= John Norreys (Usher of the Chamber) =

Sir John Norreys or Norris (c. 1481 – 21 October 1564) was a gentleman usher daily waiter at the English court during the reign of the House of Tudor. He is thought to be the author of a treatise describing the roles of servants of the chamber.

==Family==
Probably born at Yattendon Castle in Berkshire, John was the eldest son of Sir Edward Norreys (d. 1487) and Lady Frideswide Lovell, sister and heiress of Lord Lovell. He was named after his great-grandfather Sir John Norreys, who had established this branch of the Norreys family as extensive landowners in the county of Berkshire. The Norreys family members often held positions of importance at the English court.

John's father Edward, the eldest son and heir of Sir William Norreys, had taken part in the Battle of Stoke Field in 1487, dying shortly afterwards.
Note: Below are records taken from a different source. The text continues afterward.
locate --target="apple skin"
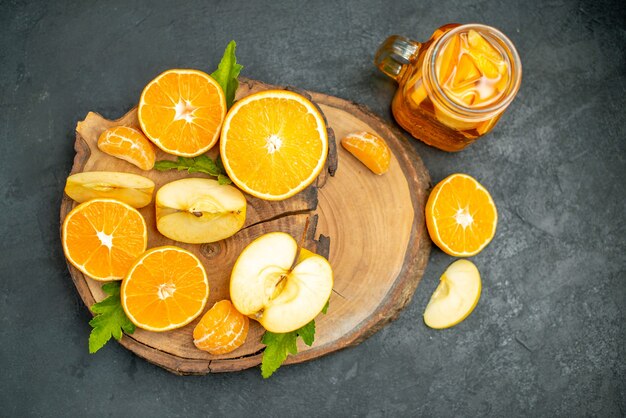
[155,178,247,244]
[424,259,482,329]
[230,232,333,333]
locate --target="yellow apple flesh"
[424,260,482,329]
[65,171,154,208]
[230,232,333,333]
[155,178,247,244]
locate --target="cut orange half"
[220,90,328,200]
[426,174,498,257]
[120,246,209,331]
[137,69,226,157]
[62,199,148,281]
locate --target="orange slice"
[193,300,250,355]
[220,90,328,200]
[426,174,498,257]
[120,246,209,331]
[137,69,226,157]
[62,199,148,281]
[98,126,156,170]
[341,132,391,175]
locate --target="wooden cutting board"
[61,79,430,374]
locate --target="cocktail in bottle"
[375,24,522,151]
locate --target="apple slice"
[65,171,154,208]
[424,260,481,329]
[230,232,333,333]
[155,178,247,244]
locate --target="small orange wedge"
[120,246,209,331]
[426,174,498,257]
[98,126,156,170]
[193,300,250,355]
[62,199,148,281]
[341,132,391,175]
[137,69,226,157]
[220,90,328,200]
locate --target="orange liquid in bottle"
[392,27,511,151]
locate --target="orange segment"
[426,174,498,257]
[62,199,148,281]
[193,300,250,355]
[120,246,209,331]
[137,69,226,157]
[341,132,391,175]
[98,126,156,170]
[220,90,328,200]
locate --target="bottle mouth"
[422,23,522,116]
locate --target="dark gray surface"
[0,0,626,417]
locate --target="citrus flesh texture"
[65,171,154,208]
[98,126,156,170]
[220,90,328,200]
[120,246,209,332]
[137,69,226,157]
[193,300,250,355]
[341,132,391,175]
[62,199,148,281]
[426,174,498,257]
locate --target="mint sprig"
[154,155,232,184]
[261,299,330,379]
[89,282,135,354]
[211,41,243,109]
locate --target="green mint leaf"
[194,155,222,177]
[322,298,330,315]
[261,331,298,379]
[296,321,315,347]
[154,160,178,171]
[89,282,135,354]
[211,41,243,108]
[154,155,232,184]
[261,320,315,379]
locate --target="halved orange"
[137,69,226,157]
[98,126,156,170]
[62,199,148,281]
[426,173,498,257]
[341,132,391,175]
[193,300,250,355]
[120,246,209,331]
[220,90,328,200]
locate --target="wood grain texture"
[61,79,430,374]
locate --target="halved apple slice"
[155,178,247,244]
[65,171,154,208]
[424,260,481,329]
[230,232,333,333]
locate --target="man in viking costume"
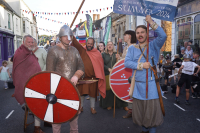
[72,37,106,114]
[125,15,166,133]
[46,25,84,133]
[12,35,44,133]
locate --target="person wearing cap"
[179,47,185,61]
[175,54,200,105]
[71,37,106,114]
[172,54,183,83]
[163,55,173,86]
[46,25,85,133]
[185,45,193,59]
[191,51,200,98]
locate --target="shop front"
[175,0,200,53]
[0,31,14,65]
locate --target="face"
[124,34,131,43]
[86,39,94,51]
[107,42,114,51]
[60,36,71,45]
[3,63,7,67]
[187,46,191,51]
[51,42,56,47]
[193,54,199,59]
[136,28,147,43]
[99,43,105,51]
[24,37,35,51]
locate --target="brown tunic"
[73,39,98,98]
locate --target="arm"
[46,47,57,71]
[42,50,47,71]
[178,65,184,74]
[124,46,138,69]
[194,65,200,75]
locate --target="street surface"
[0,79,200,133]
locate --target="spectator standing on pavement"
[191,52,200,98]
[98,42,105,54]
[12,35,44,133]
[185,45,193,59]
[100,42,128,111]
[122,30,137,118]
[0,60,11,89]
[33,38,47,71]
[175,54,200,105]
[179,47,185,61]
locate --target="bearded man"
[72,37,106,114]
[46,25,84,133]
[124,15,167,133]
[12,35,44,133]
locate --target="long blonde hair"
[105,41,117,54]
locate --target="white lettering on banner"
[118,5,152,14]
[146,0,178,7]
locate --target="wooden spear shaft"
[146,22,149,99]
[70,0,85,28]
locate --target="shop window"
[16,18,18,30]
[8,38,12,56]
[23,21,26,33]
[8,13,11,29]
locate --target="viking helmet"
[183,54,191,59]
[58,25,73,40]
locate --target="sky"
[23,0,114,35]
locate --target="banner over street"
[113,0,178,21]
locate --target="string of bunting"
[37,27,58,33]
[21,7,113,15]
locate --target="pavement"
[0,79,200,133]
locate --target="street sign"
[24,72,80,123]
[110,59,132,103]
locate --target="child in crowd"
[175,54,200,105]
[172,54,182,83]
[163,55,173,86]
[0,60,11,89]
[191,51,200,98]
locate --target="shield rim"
[109,58,133,103]
[24,71,81,124]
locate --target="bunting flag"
[86,14,92,37]
[103,16,111,45]
[113,0,178,21]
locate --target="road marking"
[6,110,14,119]
[162,96,167,99]
[174,103,185,111]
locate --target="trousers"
[52,116,78,133]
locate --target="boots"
[91,108,97,114]
[33,126,45,133]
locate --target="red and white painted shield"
[24,72,80,123]
[110,59,132,103]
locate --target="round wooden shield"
[24,71,80,123]
[110,59,132,103]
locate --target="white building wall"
[0,6,13,34]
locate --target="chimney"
[97,14,100,20]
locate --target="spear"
[70,0,85,28]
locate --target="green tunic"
[100,53,128,108]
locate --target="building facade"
[173,0,200,53]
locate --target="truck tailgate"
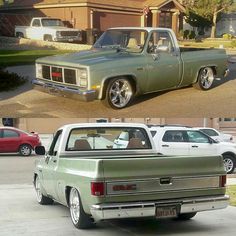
[102,156,225,202]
John was then his grandfather's heir, and succeeded to the Norreys family estates upon the old man's death in 1507. The estates included major residences such as Yattendon Castle and Ockwells and minor lands like Norreys Manor in Wokingham.

==Murderer==
In 1517, John murdered one John Enhold of Nettlebed in unknown circumstances. He was fined 1,000 marks and had to surrender Ockwells in return for a pardon obtained on his behalf by his brother Henry. His uncle, Sir Thomas Fettiplace, took possession of Ockwells.

==Marriage==
John married Elizabeth Braye (born c. 1490), daughter of John Braye of Eaton Bray, whose family was as important in England as the Norreys family. Elizabeth's brother, Edmund Braye (d. 1539), was the 1st Baron Braye, a title created for him in 1529. Her brother, Edward Braye (d. 1558), was a Member of Parliament. The couple was childless.
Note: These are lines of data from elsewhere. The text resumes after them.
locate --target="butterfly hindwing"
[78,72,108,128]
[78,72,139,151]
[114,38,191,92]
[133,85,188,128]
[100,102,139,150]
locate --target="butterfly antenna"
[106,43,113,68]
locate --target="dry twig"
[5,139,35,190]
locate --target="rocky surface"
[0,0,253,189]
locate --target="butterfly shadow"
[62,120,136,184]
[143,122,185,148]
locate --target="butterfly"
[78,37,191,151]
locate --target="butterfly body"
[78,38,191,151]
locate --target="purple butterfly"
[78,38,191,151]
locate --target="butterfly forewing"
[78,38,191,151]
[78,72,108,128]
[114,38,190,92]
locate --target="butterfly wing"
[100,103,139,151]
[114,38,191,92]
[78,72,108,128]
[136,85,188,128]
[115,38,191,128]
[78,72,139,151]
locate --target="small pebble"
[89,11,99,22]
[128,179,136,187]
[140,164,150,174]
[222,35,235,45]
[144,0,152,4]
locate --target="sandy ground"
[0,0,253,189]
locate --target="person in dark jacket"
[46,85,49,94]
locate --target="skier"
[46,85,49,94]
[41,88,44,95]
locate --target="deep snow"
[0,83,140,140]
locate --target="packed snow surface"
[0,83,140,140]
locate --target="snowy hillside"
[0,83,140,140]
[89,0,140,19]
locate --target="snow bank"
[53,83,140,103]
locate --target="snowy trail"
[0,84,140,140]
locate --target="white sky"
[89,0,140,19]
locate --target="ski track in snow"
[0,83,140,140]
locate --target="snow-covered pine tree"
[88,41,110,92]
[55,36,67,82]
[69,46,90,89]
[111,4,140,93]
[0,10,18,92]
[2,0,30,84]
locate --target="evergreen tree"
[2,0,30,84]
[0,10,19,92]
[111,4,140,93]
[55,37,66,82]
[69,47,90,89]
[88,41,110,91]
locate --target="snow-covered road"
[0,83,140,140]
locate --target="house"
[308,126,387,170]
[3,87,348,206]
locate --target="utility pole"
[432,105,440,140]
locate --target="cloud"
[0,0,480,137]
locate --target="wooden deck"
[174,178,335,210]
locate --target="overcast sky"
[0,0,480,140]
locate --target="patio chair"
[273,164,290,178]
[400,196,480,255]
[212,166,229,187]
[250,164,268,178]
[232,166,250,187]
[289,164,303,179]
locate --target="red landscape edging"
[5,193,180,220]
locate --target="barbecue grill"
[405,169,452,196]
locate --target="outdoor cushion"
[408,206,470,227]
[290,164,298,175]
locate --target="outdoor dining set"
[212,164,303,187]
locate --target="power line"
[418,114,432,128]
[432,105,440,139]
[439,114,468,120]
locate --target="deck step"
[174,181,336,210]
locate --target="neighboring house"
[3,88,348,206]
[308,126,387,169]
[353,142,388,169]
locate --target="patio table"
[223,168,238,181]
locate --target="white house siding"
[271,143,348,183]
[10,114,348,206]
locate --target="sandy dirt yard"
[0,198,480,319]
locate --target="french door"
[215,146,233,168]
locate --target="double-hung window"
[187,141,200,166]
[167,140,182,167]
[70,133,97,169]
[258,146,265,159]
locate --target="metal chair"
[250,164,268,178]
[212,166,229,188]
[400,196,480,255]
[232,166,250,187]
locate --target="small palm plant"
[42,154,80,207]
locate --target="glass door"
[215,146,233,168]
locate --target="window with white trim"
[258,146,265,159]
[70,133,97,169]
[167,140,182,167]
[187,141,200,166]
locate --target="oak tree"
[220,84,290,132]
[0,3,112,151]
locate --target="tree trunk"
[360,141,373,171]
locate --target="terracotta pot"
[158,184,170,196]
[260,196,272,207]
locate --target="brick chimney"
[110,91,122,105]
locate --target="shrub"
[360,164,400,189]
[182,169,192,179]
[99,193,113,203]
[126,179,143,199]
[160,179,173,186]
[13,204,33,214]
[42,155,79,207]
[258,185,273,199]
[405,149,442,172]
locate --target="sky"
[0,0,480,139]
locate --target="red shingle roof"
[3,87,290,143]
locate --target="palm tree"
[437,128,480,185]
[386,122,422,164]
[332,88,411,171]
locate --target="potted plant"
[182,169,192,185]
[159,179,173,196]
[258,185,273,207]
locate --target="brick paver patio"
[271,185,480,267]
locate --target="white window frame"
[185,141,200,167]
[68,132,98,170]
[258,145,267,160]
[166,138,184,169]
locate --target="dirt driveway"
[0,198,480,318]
==Gentleman usher daily waiter==
John Norris rose in favour at Court, perhaps with the help of his mother, and became the Esquire of the body of King Henry VII, and later the usher of the outer chamber to both King Henry VIII and King Edward VI.
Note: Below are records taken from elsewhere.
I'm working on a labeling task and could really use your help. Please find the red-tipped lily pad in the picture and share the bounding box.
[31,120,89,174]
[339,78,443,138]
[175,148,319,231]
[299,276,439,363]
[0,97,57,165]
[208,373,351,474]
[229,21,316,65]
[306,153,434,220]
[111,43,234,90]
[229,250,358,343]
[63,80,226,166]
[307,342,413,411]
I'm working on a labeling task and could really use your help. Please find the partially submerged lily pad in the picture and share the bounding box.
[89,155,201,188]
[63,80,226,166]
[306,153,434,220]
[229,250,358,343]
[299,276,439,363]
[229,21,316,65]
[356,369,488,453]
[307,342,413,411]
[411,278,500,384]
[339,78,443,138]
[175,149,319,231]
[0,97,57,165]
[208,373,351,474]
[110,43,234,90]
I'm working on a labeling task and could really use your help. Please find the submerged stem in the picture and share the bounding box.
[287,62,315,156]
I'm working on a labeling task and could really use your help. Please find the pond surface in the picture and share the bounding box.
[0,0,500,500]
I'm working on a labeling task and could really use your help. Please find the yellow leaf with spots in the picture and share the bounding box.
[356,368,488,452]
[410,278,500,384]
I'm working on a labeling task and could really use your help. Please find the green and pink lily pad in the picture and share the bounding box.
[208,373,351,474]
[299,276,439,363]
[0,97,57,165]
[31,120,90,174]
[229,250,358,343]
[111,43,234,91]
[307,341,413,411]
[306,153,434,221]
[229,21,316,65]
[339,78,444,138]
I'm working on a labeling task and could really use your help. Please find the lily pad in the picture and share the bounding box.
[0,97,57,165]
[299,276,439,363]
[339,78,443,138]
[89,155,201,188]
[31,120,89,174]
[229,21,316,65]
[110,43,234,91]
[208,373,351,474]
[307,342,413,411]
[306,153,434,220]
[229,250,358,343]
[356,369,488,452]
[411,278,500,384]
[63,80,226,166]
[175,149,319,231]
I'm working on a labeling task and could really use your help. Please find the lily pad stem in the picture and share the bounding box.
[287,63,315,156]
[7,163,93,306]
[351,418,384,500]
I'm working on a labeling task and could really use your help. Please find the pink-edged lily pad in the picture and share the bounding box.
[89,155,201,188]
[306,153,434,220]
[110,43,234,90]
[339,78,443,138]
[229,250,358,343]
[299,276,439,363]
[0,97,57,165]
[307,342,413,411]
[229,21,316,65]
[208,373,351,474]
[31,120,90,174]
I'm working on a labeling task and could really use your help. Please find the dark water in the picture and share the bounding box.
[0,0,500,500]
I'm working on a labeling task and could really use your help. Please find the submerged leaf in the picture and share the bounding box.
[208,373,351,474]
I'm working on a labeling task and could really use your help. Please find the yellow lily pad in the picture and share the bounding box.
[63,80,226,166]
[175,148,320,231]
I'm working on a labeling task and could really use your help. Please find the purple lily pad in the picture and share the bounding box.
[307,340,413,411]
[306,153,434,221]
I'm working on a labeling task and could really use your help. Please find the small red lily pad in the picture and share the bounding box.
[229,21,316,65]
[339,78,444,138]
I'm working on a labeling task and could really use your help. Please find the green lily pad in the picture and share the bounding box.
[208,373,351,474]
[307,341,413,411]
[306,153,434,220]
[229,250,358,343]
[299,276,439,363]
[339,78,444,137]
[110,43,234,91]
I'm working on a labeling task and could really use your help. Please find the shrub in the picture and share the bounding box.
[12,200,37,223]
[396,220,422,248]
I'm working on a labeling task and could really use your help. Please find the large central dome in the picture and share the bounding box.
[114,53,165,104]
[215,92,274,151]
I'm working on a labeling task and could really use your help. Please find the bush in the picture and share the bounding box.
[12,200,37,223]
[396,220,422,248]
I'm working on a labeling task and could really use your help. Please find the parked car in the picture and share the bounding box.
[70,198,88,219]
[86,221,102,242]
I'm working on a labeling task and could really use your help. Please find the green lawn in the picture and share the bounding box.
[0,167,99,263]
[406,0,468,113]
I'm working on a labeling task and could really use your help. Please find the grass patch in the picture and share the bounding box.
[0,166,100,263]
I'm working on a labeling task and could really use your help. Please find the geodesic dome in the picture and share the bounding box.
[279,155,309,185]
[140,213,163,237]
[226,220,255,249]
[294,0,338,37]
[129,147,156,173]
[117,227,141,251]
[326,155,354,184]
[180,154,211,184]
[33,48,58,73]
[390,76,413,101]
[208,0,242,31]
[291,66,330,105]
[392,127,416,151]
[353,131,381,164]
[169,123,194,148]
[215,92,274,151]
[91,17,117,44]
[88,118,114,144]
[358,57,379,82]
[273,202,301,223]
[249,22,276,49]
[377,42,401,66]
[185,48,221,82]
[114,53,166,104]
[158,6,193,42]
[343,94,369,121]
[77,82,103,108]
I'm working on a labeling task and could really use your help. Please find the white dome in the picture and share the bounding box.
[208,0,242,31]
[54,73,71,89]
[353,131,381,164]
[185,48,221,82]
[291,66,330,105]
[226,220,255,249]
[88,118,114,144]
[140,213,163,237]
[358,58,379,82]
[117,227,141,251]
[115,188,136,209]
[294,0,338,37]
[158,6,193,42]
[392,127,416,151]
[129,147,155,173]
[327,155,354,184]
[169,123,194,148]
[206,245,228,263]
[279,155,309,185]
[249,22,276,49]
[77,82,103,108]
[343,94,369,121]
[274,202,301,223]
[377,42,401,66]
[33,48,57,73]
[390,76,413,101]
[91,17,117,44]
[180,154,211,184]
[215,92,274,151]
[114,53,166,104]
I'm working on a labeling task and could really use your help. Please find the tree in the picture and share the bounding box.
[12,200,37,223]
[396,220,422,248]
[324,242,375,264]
On 17 August 1520, John entertained King Henry VIII and his Queen Catherine of Aragon at Yattendon Castle. As a New Year's Day gift in 1539, Norris gave Henry a dozen fine handkerchiefs. Henry VIII appointed him keeper of Ashridge Park, and woodward and warrener in the Lordships of Cookham and Bray.

At the coronation of Edward VI, Norreys and another usher, William Ransford, wore robes in the procession to represent the Duchy of Gascony and Guyenne. Their presence represented the English claim to these territories. During the service in Westminster Abbey the four ushers carried Edward in a portable chair.

Described as "a rank papist" by Edward Underhill, he was promoted to be chief usher of the privy chamber to Queen Mary Tudor. He served at her coronation at Westminster Abbey and at her wedding at Winchester Cathedral. As chief usher, he was asked to build the dais and stages and decorate the cathedral with hangings and tapestry.

On the accession of Queen Elizabeth, Norreys was summoned to Hatfield House. He then retired from court to Ashampstead.

Norreys seems to be the author of a manuscript treatise on ceremonial for fellow Gentleman Ushers produced at this time. The work includes a description of the coronation of Anne Boleyn, and a diagram of the stage at the wedding of Mary I at Winchester. The treatise refers to the care and use of textiles at court. The manuscript was formerly attributed to Henry Norris.

==Nephews and nieces==
When John's younger brother, Sir Henry Norreys, was beheaded in 1536 for his supposed adultery with the queen, Anne Boleyn, John and his wife, Elizabeth, took over the care of Henry's orphaned children Henry and Mary. Having no legitimate children of his own, John was licensed to settle his estates in reversion on his nephew in December 1542.